It is unrealistic to believe that anyone can put their feelings aside through "forgetting" about a traumatic experience. The point of PTSD therapy should be that a survivor learns that his or her feelings about the trauma are normal, considering what they witnessed or experienced, and that they are allowed to have these feelings, be it anxiety or whatever.

Healing should be a two-pronged approach - normalizing their reaction to the trauma, as I said above, and learning coping mechanisms. To me, they can't do the latter until they've learned to do the former. You may have some survivors who don't want to talk about the trauma, and that's fine. The healing is in how they learn to live with the trauma and how they cope, that is, that they choose healthy ways of coping as oppose to self-medicating and denying themselves the right to feel.

Rick Belden

Great points. Inspired me to follow up with some thoughts of my own over on my blog.


Hi Rick,

And what a beautiful response it is. I love what you say about forgiveness,

"Expectations of forgiveness are unreasonable when harm is ongoing".

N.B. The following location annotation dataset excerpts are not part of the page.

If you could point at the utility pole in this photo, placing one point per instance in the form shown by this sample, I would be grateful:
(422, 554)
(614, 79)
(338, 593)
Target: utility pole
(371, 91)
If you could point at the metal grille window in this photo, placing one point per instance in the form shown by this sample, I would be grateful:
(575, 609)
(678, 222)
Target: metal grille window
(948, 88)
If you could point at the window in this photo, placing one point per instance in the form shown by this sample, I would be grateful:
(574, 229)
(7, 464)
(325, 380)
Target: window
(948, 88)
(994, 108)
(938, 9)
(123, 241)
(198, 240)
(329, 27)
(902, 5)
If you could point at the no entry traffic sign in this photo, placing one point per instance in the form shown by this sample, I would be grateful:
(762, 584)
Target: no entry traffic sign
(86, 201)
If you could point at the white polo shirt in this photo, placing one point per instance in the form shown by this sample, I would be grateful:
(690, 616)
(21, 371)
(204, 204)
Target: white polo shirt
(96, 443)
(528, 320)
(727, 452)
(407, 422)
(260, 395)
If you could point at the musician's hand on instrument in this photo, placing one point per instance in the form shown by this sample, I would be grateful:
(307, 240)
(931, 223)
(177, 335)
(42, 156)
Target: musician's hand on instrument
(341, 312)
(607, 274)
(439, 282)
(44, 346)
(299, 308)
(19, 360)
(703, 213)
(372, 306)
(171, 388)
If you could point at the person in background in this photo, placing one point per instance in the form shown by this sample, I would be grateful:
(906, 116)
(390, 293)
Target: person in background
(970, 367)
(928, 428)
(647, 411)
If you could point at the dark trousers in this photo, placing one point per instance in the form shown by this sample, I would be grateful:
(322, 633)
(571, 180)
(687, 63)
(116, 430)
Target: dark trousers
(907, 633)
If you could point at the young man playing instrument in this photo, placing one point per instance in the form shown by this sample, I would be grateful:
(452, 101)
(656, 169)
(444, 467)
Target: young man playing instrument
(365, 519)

This is so very, very true. I have a family member who keeps saying, "I'm sorry" but keeps repeating the behavior. I finally told him last time we were together, "No, you're not sorry if you keep doing it!"

For anyone who doesn't know, Rick is a great poet and writes beautifully. You can see his blog at:


Patricia - Spiritual Journey Of A Lightworker

Thanks for sharing this view of forgiveness. Forgiveness is not about forgetting. When you forgive there can be no awareness which is needed to stop child abuse. Shared on Facebook and Twitter. I have written a number of my own blog posts on forgiveness, two of which were on forgiving without forgetting. Important & confusing topic for survivors.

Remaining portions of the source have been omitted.